Nava Pishgar’s piece may not be easy to visit

Florida Institute of Technology student Nava Pishgar's artwork is etched on a Dove satellite. (Florida Tech)
Florida Institute of Technology student Nava Pishgar's artwork is etched on a Dove satellite. (Florida Tech) (Copyright 2020 by WKMG ClickOrlando - All rights reserved.)

BREVARD COUNTY, Fla. – A Florida Institute of Technology student is showcasing her art among the stars.

Nava Pishgar is studying aerospace engineering and is one of three winners of a national competition hosted by Students for the Exploration and Development of Space and satellite company Planet. The companies asked for participants to produce a work of art for one of Planet’s Dove satellites.

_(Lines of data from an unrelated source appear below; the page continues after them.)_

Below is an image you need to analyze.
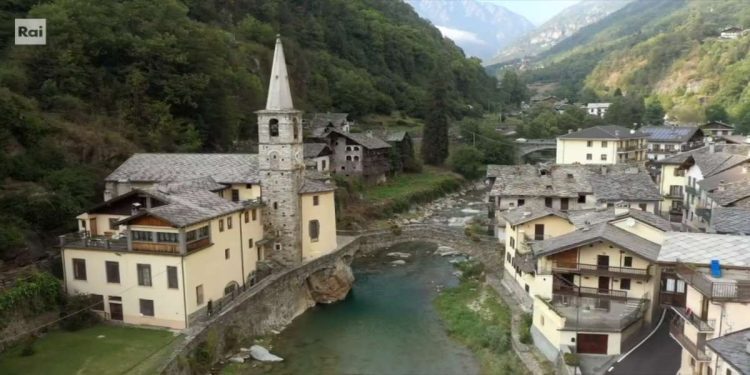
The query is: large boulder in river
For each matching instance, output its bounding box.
[250,345,284,362]
[307,260,354,303]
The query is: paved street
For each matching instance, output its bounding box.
[606,314,682,375]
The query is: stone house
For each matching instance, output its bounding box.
[60,35,337,329]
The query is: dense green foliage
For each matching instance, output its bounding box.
[0,0,506,253]
[525,0,750,132]
[0,272,62,326]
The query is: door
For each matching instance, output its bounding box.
[599,276,609,293]
[109,302,122,321]
[576,333,607,354]
[534,224,544,241]
[596,255,609,270]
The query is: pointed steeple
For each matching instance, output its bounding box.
[266,34,294,110]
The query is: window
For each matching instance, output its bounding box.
[132,230,154,242]
[195,284,203,306]
[136,264,151,286]
[268,118,279,137]
[156,232,178,243]
[73,259,86,280]
[167,266,179,289]
[310,220,320,242]
[104,261,120,284]
[140,299,154,316]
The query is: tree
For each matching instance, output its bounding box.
[705,104,729,122]
[643,100,664,125]
[448,145,484,179]
[422,68,450,165]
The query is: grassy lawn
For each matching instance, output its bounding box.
[0,325,179,375]
[364,165,461,203]
[435,264,526,374]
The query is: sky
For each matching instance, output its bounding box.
[480,0,580,26]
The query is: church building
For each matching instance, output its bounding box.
[60,38,337,329]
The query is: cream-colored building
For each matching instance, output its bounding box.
[61,36,337,329]
[555,125,648,164]
[659,233,750,375]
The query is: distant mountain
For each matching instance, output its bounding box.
[406,0,534,61]
[487,0,631,65]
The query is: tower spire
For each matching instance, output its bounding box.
[266,34,294,110]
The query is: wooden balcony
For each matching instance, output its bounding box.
[552,262,651,279]
[669,320,711,362]
[675,263,750,302]
[133,241,180,254]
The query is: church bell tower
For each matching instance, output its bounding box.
[256,35,304,265]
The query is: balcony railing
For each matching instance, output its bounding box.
[552,262,651,278]
[675,263,750,302]
[59,232,128,251]
[670,306,716,333]
[669,320,711,362]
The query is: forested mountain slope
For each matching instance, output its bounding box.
[527,0,750,129]
[0,0,496,255]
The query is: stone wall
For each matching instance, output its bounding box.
[162,224,503,374]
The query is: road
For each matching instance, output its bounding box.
[605,313,682,375]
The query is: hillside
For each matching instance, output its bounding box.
[0,0,506,259]
[487,0,630,65]
[526,0,750,131]
[407,0,534,61]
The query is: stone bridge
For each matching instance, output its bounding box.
[515,138,557,159]
[161,224,502,374]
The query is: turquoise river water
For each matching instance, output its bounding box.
[232,243,479,375]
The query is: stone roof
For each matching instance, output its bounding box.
[557,125,648,140]
[487,164,661,202]
[299,178,336,194]
[532,223,659,261]
[591,172,662,202]
[706,328,750,375]
[500,205,568,225]
[658,232,750,267]
[331,130,391,150]
[641,126,703,143]
[303,143,333,159]
[711,207,750,235]
[105,154,260,184]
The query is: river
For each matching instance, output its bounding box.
[234,243,479,375]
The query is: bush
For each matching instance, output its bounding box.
[563,353,581,367]
[60,294,101,331]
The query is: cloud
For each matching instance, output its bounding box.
[435,26,487,44]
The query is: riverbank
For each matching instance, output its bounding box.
[434,261,530,374]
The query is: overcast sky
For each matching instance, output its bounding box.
[480,0,580,26]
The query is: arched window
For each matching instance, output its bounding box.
[309,220,320,242]
[268,118,279,137]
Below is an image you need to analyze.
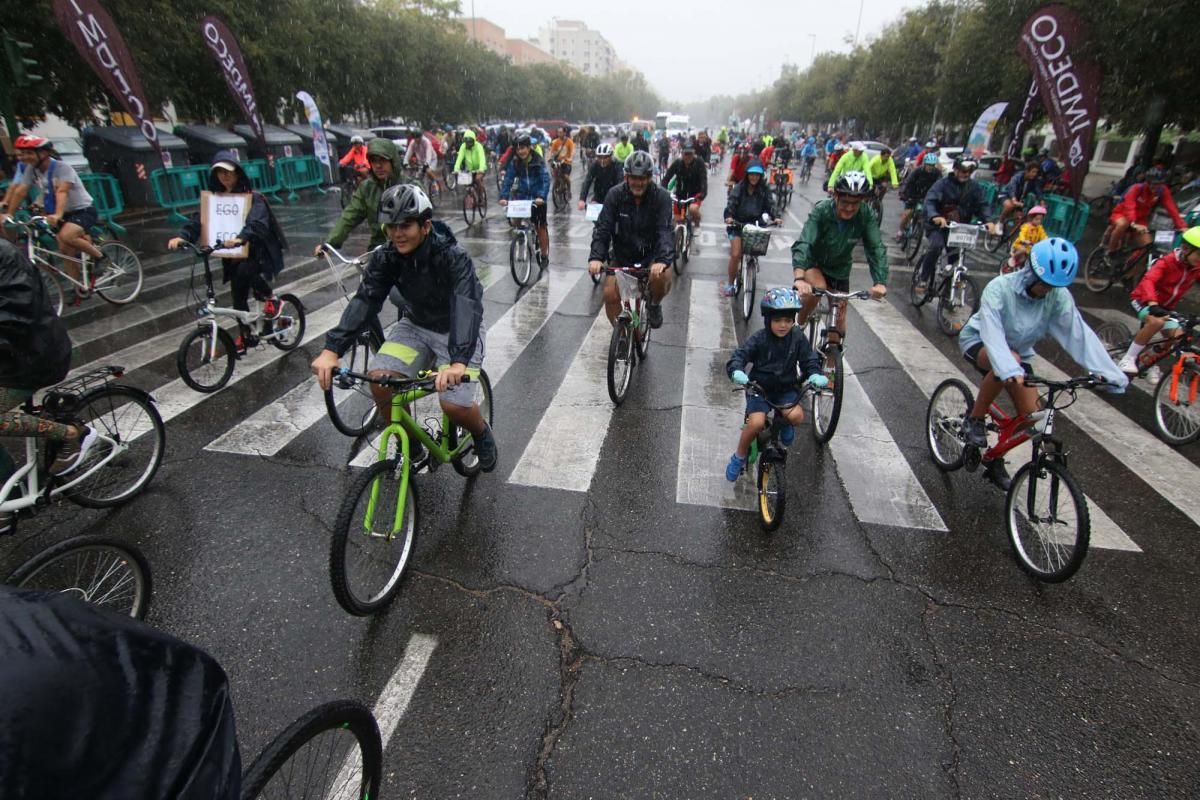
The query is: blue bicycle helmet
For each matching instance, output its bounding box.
[758,287,800,325]
[1030,236,1079,287]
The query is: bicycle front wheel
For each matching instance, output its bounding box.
[5,536,150,619]
[608,320,634,405]
[1154,361,1200,447]
[1004,461,1091,583]
[67,384,167,509]
[241,700,383,800]
[92,241,142,306]
[925,378,974,473]
[812,344,844,445]
[937,273,979,336]
[329,458,418,616]
[175,324,236,392]
[758,457,787,531]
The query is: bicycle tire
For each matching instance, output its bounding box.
[758,456,787,533]
[1004,458,1091,583]
[607,321,634,405]
[329,458,420,616]
[450,369,496,477]
[937,275,979,336]
[1084,245,1117,294]
[1154,367,1200,447]
[241,700,383,800]
[5,536,152,619]
[925,378,974,473]
[175,324,236,393]
[91,241,143,306]
[812,343,845,445]
[324,333,379,439]
[270,294,307,353]
[509,234,533,287]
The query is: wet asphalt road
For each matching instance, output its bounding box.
[0,153,1200,799]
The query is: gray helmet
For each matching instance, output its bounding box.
[625,150,654,178]
[378,184,433,225]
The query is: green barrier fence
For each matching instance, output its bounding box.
[275,156,325,203]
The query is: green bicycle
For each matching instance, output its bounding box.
[329,368,492,616]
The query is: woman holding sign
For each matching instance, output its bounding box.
[167,150,288,357]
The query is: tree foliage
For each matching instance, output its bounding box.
[0,0,660,130]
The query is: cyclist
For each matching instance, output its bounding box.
[721,158,778,297]
[167,152,289,357]
[337,134,371,182]
[725,288,829,483]
[312,137,403,258]
[662,139,708,227]
[588,152,674,327]
[1105,167,1187,271]
[312,184,497,473]
[580,143,622,211]
[454,131,487,196]
[792,172,888,343]
[959,237,1129,491]
[500,133,550,266]
[1117,227,1200,377]
[826,142,875,192]
[612,132,634,164]
[0,239,98,491]
[917,156,996,294]
[996,161,1044,230]
[895,152,942,241]
[7,136,108,293]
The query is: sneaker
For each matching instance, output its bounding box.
[1117,353,1138,378]
[646,302,662,330]
[983,458,1013,492]
[962,416,988,450]
[725,453,746,483]
[50,426,100,475]
[475,426,499,473]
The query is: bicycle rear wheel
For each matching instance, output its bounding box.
[325,332,382,438]
[937,273,979,336]
[1154,360,1200,447]
[329,458,418,616]
[812,343,844,445]
[925,378,974,473]
[67,384,167,509]
[1004,461,1091,583]
[241,700,383,800]
[608,320,634,405]
[5,536,150,619]
[175,323,236,392]
[758,456,787,531]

Before 11 p.m. EST on Sept. 2, more than two dozen Dove satellites were hoisted into low earth orbit by a Vega rocket launched from Kourou, French Guiana. Among them was a satellite with Pishgar’s roughly 2-inch wide, 14-inch long image of a hypnotic, swirling swath of wavy lines, sun-like circles to depict what appears to be an eye.

The Brevard County native says the design is open for interpretation and features some of the elements of Persian art, a nod to her family’s roots and to her beloved aunt who is an artist as well and lives in Iran. Pishgar adds the wavy lines were also inspired by the Space Coast’s shoreline.

In a news released, Pishgar says she likes how both art and the cosmos rely on imagination and interpretation.

“You can have sunlight, horizons – you can have those ideas in your mind, make them more concrete, but in the end it’s all in the eye of what you see,” Pishgar said. “And space is in the eye of what you see.”

Her piece, originally drawn with Sharpie markers and pens was laser-etched onto the satellite.

Planet has now launched over 300 Dove satellites into space, and each has a side panel designed by an artist, “from toddlers to world famous illustrators,” the company said.

Pishgar’s piece is now orbiting in a venue above the earth.